■「谷」で起きた激しい燃焼と飛び火

八ヶ森 南西部の谷
拡大する

 今回の山火事を調査する消防庁消防研究センターの新井場公徳(あらいば きみのり)火災災害調査部長。火災発生直後に、ある場所で起きた樹冠火が山火事の拡大につながったと分析している。「やっぱり初めの1時間が効いているんじゃないかなと思います。1時40分ぐらいから八ヶ森という山の南西斜面で激しい燃焼があったようで」。

  八ヶ森は、住民たちが燃えているのを目撃した山だ。発生の翌日に撮影された八ヶ森の映像を見ると、谷の部分に黒く焼けた木が並んでいることがわかる。
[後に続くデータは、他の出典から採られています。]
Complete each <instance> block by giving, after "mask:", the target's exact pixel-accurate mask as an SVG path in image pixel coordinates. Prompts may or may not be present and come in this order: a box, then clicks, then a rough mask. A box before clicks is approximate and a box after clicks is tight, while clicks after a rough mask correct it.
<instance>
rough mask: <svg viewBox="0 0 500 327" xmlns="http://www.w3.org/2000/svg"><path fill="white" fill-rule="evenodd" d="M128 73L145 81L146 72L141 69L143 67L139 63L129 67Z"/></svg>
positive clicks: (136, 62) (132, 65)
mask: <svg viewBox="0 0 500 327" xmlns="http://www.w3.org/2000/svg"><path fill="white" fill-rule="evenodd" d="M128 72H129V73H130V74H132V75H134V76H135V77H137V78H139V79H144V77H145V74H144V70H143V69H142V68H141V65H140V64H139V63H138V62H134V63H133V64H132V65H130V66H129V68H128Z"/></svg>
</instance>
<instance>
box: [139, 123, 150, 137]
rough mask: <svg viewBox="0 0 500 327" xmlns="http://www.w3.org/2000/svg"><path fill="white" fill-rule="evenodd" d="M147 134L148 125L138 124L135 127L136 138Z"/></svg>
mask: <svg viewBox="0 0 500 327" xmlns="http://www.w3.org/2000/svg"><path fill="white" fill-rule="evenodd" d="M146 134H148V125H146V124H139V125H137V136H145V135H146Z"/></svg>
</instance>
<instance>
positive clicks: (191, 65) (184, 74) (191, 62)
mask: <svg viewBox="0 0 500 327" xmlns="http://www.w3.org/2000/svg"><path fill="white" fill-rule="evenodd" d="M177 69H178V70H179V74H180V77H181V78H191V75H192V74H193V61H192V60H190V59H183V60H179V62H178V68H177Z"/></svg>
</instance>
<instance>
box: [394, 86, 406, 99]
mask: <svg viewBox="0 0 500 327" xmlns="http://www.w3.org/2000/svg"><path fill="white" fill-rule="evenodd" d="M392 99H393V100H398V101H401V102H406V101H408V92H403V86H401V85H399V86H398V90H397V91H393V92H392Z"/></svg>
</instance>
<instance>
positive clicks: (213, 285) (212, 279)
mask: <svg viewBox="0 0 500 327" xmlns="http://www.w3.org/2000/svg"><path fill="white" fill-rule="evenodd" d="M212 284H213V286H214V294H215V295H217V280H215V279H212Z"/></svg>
新井場部長は「非常に大きな煙が上がって、それが飛び火をたくさん含んでいて、2時ぐらいに湾を挟んで反対側の田浜地区まで飛び火が発生しています」と話す。

 新井場部長は、この谷で樹冠火による激しい燃焼が発生した結果、大量の飛び火が発生し、およそ1時間後には2キロ以上離れた田浜地区にまで飛んだと推測している。

「そういう激しい燃焼が起きる場所は、風が当たる斜面(尾根部)だったりするんですが、それが谷間で起きたというのが他の火災と違うかなと思っています」

 谷で向かい合った火がお互いの放射熱によって激しくなり、大きな樹冠火が起きたことに加え、リアス海岸の複雑な斜面の向きが、延焼の方向を複雑化させたとも指摘する。新井場部長は「本当にびっくりしたというか。こういうことがあり得るんだと思いました」と驚きを隠せない。

 京都大学の峠特定准教授も、八ヶ森の南側や西側に着目している。2025年3月12日に撮られた人工衛星の写真を分析すると、衛星が人の目に見えない波長の光を観測した結果から、山火事による焼損の強さがわかるという。緑の部分は焼損の程度が低く、赤い部分は焼損の程度が高い。八ヶ森の南側や西側で赤い部分が濃くなっているのがわかる。

「ここだけ明らかに強い火災焼損が強い。ここは樹冠火が明らかに起こっている。火災が起こってからすぐの領域であることから、出火してからすぐにこの樹冠火が発生して、それが大規模で広域に広がった」(峠特定准教授)

 延焼拡大の要因とみられる八ヶ森の谷で発生した大量の飛び火。新井場部長は「八ヶ森の南西の谷で激しい燃焼が起きると燃えかけの枝や松ぼっくりが風に乗って流されて、少し離れた場所で落ちてそこで着火するというのが飛び火のメカニズム」と説明する。

 飛び火がどこに落ちるのかを予測するのは難しい。住宅への延焼のほとんどは飛び火だったとみられている。

「火の粉はありました。それを追いかけて行き、消火するという活動をしておりました」(大船渡消防署 田中貴之副署長)

「すぐ落ちても消えないよう大きさのものが、ずっと風と共に降っていたような感じでした」(大船渡地区消防組合消防本部 吉田元気消防士長)

 田浜地区への延焼は、八ヶ森からの飛び火によるものと推測されている。午後2時ごろに、少なくとも3カ所で消防士が飛び火を確認している。そのうちの1つは、石浜地区の古川さんや田浜地区の木下さんが目撃した火と場所が一致する。

「1時40分ぐらいに海に行って八ヶ森方面を見たら、とんでもない大きな煙が上がっていて、その20分後の午後2時ぐらいに飛び火がやってきたと。それによって非常に広いエリアに火が広がってしまって、その後の燃え広がりがいろいろな方向へ進んでしまったというのが今回の特徴かと思います」(新井場部長)

 1カ所で生まれた小さな火は、運命の1時間を経て3370ヘクタールという平成以降、国内最大の延焼範囲にまで拡大した。